Before we get too deep into the business of dissecting this record, let’s first dispense with the giant elephant in the room—that it is a very rare, curious anomaly to have an individual like Aaron Vance in the country music world because he’s one of those minorities of country artists … who actually plays authentic country music.
Aaron Vance was born on Christmas Day as the son of a preacher man. So from an early age, the Mississippi native would spend Sunday’s singing in pews, and was forced to move often as his father traversed the South leading new congregations. The churches of Mississippi, and Vance’s truck-driving grandfather who listened to Hank Williams and George Jones while a young Aaron would ride shotgun inspired Vance’s traditional-leaning love for country music. Always the new kid, and always a rare bird due to his love for older country, Aaron had to learn both self-reliance, and sticking to who you are from an early age.
Whenever you find an artist who doesn’t fit in the stereotypical mold of what we expect certain music artists to be, that’s when you know you’ve found someone with true passion because they’ve had to overcome those stereotypes and sideways glances when it might be easier to just fold and move on to something else.
Aaron Vance has that passion, and it comes through in his music. He’s not new to country music, even if he’s new to you. Shifting Gears is Vance’s third release since 2012, and arguably his most traditional. Where his early records featured a full range of electric country music production, Shifting Gears is a stripped down affair, with the primary instrumentation being acoustic guitar, fiddle, harmonica, and bass. No drums or electric guitar make it on this record. And you might also regard it has Aaron Vance’s most personal work to date, specifically with the title track which is written directly from Vance’s vantage and narrative.
Vance has been on the radar of Saving Country Music for a while, and his music has always been really enjoyable to listen to from a true country fan’s perspective. But the one concern was that Aaron was maybe a little too passionate about old country songs, and instead of putting his own personal stamp on the music, was more about interpreting songs and themes in country that he loved in a new manner. Aaron Vance is a great singer, has good structure and great melodies to songs that he writes himself. But what is it that separates him from the music we’ve already heard in country before?
Shifting Gears, though a really enticing record that doesn’t take any time to warm up to and immediately delivers that pure country enjoyment, has songs like “Nighttime Is the Right Time,” which is very similar to the song of the same title from Ray Charles.

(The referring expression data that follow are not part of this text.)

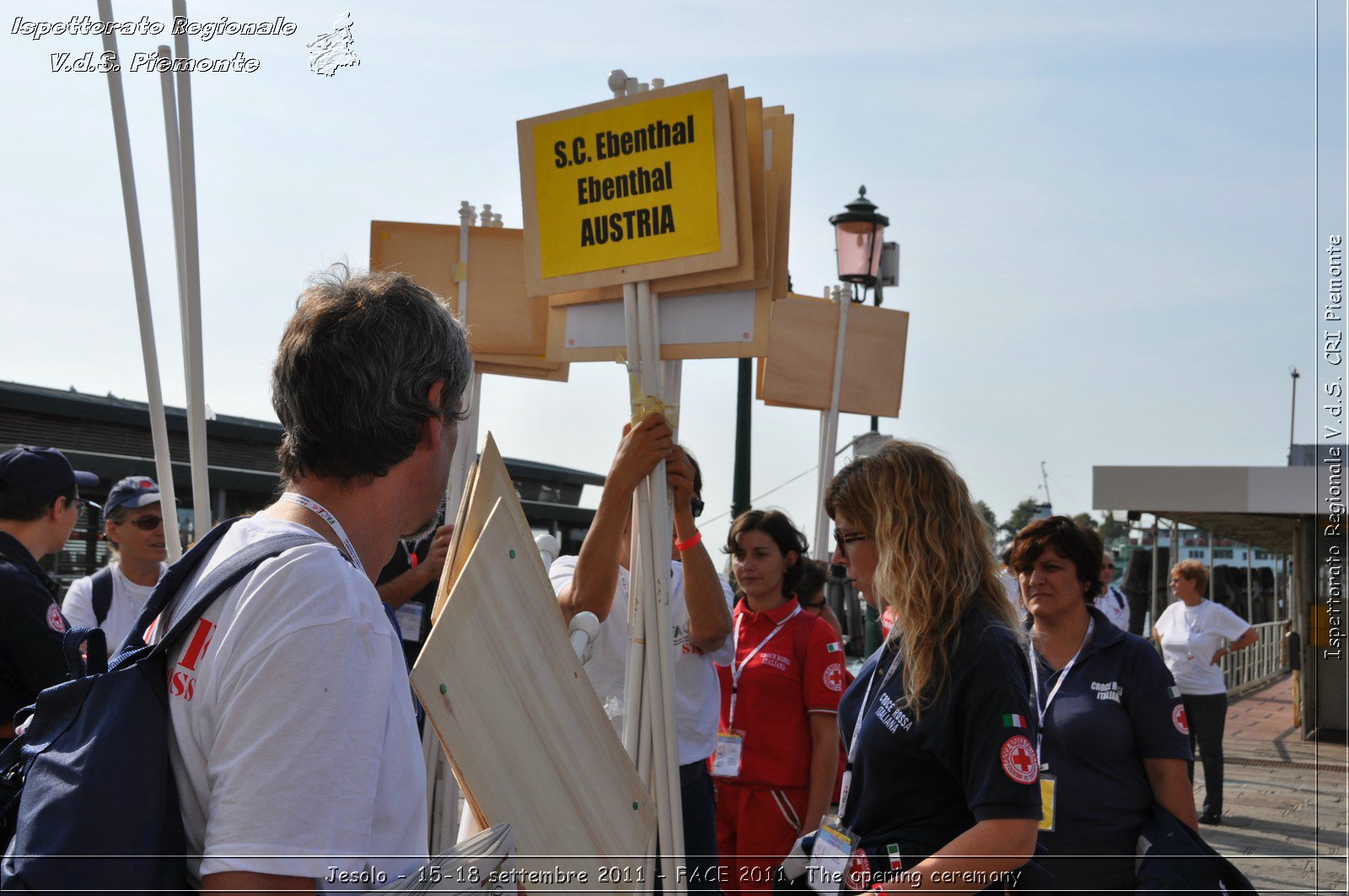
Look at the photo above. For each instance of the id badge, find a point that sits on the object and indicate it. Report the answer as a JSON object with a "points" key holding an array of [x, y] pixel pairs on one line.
{"points": [[1047, 795], [726, 761], [831, 857]]}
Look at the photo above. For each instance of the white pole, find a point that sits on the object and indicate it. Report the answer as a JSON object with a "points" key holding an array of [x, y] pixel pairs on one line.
{"points": [[159, 426], [193, 368], [467, 448], [660, 523], [633, 679], [830, 431]]}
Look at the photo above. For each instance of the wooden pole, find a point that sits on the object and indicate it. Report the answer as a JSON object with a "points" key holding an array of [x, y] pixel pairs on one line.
{"points": [[132, 208]]}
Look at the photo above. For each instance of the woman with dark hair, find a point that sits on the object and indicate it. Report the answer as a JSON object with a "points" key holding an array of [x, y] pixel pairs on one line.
{"points": [[777, 747], [1113, 732], [942, 777], [1191, 632]]}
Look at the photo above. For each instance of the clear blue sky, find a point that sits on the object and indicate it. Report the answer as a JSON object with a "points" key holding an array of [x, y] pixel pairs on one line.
{"points": [[1105, 209]]}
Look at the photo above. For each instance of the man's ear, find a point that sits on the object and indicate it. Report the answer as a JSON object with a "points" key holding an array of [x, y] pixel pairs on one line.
{"points": [[435, 427]]}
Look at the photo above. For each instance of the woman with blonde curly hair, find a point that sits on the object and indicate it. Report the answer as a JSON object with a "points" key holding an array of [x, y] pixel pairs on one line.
{"points": [[942, 772]]}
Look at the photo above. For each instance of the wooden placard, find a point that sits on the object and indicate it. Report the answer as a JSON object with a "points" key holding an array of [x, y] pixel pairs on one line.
{"points": [[706, 325], [553, 373], [487, 482], [799, 365], [503, 319], [521, 722], [782, 127], [629, 189]]}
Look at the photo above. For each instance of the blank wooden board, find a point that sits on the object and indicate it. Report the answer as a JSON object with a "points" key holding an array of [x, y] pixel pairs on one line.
{"points": [[779, 154], [489, 482], [521, 722], [799, 365], [707, 325]]}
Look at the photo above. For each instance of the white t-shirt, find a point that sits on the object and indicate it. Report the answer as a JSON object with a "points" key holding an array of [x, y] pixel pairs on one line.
{"points": [[293, 733], [1115, 605], [698, 694], [128, 599], [1190, 636]]}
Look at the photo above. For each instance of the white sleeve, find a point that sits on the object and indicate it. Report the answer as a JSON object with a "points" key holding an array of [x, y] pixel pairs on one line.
{"points": [[301, 732], [1228, 624], [726, 653], [78, 605], [562, 572]]}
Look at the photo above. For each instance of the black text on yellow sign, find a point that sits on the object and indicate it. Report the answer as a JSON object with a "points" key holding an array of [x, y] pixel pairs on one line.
{"points": [[627, 185]]}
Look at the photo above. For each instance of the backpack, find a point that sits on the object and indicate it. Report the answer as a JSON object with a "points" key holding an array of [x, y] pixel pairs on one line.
{"points": [[101, 586], [87, 792]]}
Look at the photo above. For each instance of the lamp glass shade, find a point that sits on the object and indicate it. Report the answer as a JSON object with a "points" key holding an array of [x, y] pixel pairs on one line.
{"points": [[860, 249]]}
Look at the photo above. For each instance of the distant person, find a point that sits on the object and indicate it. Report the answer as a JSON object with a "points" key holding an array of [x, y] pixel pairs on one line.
{"points": [[40, 505], [1112, 602], [134, 528], [777, 756], [1191, 632], [598, 581], [811, 594], [1113, 738], [1009, 583], [296, 750], [411, 582]]}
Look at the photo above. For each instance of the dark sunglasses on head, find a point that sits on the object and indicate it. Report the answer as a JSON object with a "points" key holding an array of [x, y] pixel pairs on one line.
{"points": [[145, 523]]}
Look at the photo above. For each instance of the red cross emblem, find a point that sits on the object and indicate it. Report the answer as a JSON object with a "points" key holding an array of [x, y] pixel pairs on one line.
{"points": [[1018, 760]]}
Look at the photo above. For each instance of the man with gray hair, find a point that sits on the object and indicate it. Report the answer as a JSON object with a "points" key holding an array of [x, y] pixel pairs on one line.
{"points": [[293, 741]]}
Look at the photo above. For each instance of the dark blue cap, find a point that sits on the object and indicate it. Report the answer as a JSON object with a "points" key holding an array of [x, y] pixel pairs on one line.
{"points": [[132, 491], [40, 473]]}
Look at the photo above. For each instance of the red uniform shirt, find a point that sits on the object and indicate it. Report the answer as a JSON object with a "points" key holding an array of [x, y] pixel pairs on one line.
{"points": [[799, 671]]}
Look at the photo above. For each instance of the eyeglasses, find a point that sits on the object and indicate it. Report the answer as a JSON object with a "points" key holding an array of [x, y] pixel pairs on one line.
{"points": [[145, 523], [842, 539]]}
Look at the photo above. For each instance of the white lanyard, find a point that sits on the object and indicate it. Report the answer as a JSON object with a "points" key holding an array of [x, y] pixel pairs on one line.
{"points": [[1035, 687], [857, 727], [739, 669], [323, 513], [1190, 628]]}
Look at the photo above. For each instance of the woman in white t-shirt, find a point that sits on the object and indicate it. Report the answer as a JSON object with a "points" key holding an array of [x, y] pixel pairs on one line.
{"points": [[1191, 633], [134, 528]]}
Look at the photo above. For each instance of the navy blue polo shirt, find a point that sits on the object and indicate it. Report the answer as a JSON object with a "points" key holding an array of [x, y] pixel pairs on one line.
{"points": [[917, 783], [1117, 707], [31, 629]]}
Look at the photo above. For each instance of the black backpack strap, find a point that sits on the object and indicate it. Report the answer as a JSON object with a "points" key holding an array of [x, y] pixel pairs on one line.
{"points": [[101, 584], [226, 577]]}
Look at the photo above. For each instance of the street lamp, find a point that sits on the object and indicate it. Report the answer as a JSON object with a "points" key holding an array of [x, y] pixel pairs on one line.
{"points": [[858, 233], [858, 238]]}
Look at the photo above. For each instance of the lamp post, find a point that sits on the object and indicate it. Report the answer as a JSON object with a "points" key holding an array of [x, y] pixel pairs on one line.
{"points": [[858, 238]]}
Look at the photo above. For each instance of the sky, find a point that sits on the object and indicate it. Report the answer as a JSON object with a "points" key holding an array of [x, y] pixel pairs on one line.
{"points": [[1105, 212]]}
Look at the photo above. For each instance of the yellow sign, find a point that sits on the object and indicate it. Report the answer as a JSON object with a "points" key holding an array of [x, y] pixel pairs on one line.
{"points": [[631, 182]]}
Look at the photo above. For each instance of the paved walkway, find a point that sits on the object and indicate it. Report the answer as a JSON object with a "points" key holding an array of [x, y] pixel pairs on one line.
{"points": [[1285, 817]]}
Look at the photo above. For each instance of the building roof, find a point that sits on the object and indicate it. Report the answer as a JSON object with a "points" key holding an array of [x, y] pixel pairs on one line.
{"points": [[1254, 505]]}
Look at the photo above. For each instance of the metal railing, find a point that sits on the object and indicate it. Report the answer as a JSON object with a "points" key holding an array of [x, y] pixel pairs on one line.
{"points": [[1261, 662]]}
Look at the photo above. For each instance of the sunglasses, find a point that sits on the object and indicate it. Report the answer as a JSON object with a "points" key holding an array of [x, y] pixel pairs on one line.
{"points": [[842, 539], [145, 523]]}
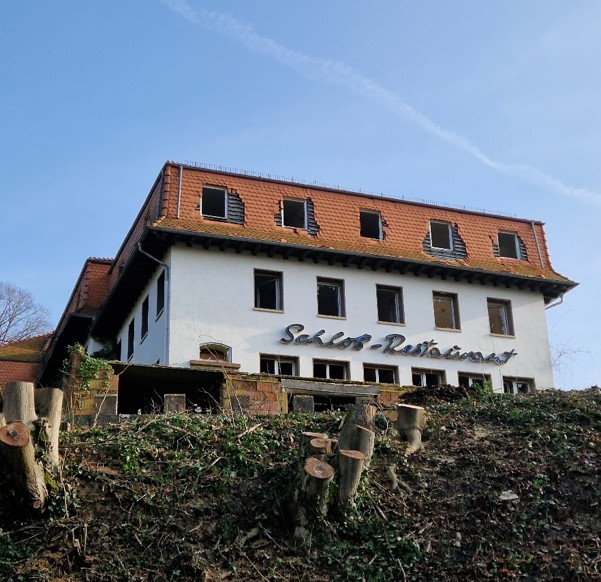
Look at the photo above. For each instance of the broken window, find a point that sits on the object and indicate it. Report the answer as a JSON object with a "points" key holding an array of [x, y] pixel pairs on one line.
{"points": [[499, 316], [509, 245], [214, 202], [440, 235], [446, 310], [268, 290], [330, 297], [380, 374], [422, 377], [331, 370], [280, 365], [390, 304], [371, 224], [294, 213]]}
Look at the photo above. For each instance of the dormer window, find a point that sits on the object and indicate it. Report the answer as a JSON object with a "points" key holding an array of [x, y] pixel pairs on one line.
{"points": [[440, 235], [214, 202], [294, 213], [509, 246], [371, 224]]}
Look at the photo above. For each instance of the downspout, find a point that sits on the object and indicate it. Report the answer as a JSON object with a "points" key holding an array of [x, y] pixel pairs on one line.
{"points": [[540, 257], [556, 303], [167, 298], [179, 190]]}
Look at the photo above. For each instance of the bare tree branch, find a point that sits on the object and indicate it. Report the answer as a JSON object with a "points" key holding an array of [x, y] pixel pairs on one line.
{"points": [[20, 316]]}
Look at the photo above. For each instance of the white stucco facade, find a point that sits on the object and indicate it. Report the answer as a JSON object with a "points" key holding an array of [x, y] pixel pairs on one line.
{"points": [[209, 298]]}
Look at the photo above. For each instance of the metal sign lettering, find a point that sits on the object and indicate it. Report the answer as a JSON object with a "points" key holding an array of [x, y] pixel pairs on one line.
{"points": [[393, 343]]}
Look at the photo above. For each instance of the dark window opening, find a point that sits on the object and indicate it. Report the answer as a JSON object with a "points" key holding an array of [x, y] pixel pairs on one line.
{"points": [[390, 304], [440, 235], [160, 293], [294, 213], [214, 202], [500, 318], [144, 327], [472, 380], [268, 290], [330, 370], [371, 224], [130, 338], [508, 245], [380, 374], [278, 365], [426, 377], [446, 310], [330, 297]]}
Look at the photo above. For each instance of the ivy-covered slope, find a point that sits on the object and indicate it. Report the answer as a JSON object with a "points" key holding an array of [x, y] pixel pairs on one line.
{"points": [[506, 488]]}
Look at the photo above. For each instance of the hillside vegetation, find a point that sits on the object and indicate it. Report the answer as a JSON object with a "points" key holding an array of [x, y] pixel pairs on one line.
{"points": [[507, 488]]}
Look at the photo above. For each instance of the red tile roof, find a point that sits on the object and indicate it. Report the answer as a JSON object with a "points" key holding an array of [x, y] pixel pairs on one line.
{"points": [[337, 214]]}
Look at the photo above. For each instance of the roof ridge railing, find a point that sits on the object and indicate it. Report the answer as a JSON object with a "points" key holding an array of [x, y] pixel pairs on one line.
{"points": [[301, 182]]}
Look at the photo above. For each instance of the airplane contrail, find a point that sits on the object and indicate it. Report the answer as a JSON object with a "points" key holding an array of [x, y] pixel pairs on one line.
{"points": [[334, 72]]}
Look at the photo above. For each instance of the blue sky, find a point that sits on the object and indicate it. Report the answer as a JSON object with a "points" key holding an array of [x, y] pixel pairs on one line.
{"points": [[490, 105]]}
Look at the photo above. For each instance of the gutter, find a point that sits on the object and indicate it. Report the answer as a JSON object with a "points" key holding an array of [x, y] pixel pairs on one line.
{"points": [[167, 299]]}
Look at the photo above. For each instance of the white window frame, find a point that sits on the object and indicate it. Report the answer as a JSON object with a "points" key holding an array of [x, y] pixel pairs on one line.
{"points": [[278, 361], [453, 299], [424, 373], [363, 213], [225, 203], [296, 201], [328, 363], [516, 245], [450, 233], [279, 281], [378, 368], [400, 311], [339, 285], [506, 316]]}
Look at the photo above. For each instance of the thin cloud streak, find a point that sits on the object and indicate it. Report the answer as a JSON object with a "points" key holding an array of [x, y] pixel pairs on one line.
{"points": [[337, 73]]}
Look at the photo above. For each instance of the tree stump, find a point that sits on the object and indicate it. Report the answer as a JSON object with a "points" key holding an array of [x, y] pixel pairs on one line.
{"points": [[410, 423], [17, 449], [351, 466]]}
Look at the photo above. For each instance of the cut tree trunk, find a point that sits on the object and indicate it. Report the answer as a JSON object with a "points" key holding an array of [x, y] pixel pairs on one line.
{"points": [[351, 466], [19, 403], [411, 421], [17, 449], [49, 404], [365, 442]]}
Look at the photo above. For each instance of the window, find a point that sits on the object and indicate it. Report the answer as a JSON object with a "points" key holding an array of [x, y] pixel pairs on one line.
{"points": [[440, 235], [469, 380], [422, 377], [130, 338], [160, 294], [509, 246], [499, 316], [446, 310], [390, 304], [330, 369], [380, 374], [280, 365], [294, 213], [215, 352], [518, 385], [214, 202], [371, 224], [144, 330], [268, 290], [330, 297]]}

Same can be said for “Good Lord Willing,” which makes use of the oft called-upon “If the good Lord’s willing and the creek don’t rise” line in country. These songs are easily to love because the sentiments are timeless and Vance’s interpretation is solid, but they don’t hold the type of originality you look for to denote country music that’s not just good, but great.
Yet that’s where the title track of this record comes in, and Aaron Vance proves he’s capable of pulling from his personal story, which is where you find the best inspiration for songwriting that results in not just the tapping of toes, but a real engagement with the audience. Even if listeners can’t identify specifically with the story, they identify that the story is something real and personal, and it give the song that extra bit of soul and interest to turn a good song great. The song “Shifting Gears” proves Aaron Vance has the capability of being a more original and engaging songwriter, he just needs to develop that part of his music to go along with all the really fun songs that take a new twist on older themes.
It’s great to see performers like Aaron Vance playing country music. Because we need those minority artists … you know, those that actually have the gall to play actual country music … keeping the roots deep and the spirit alive.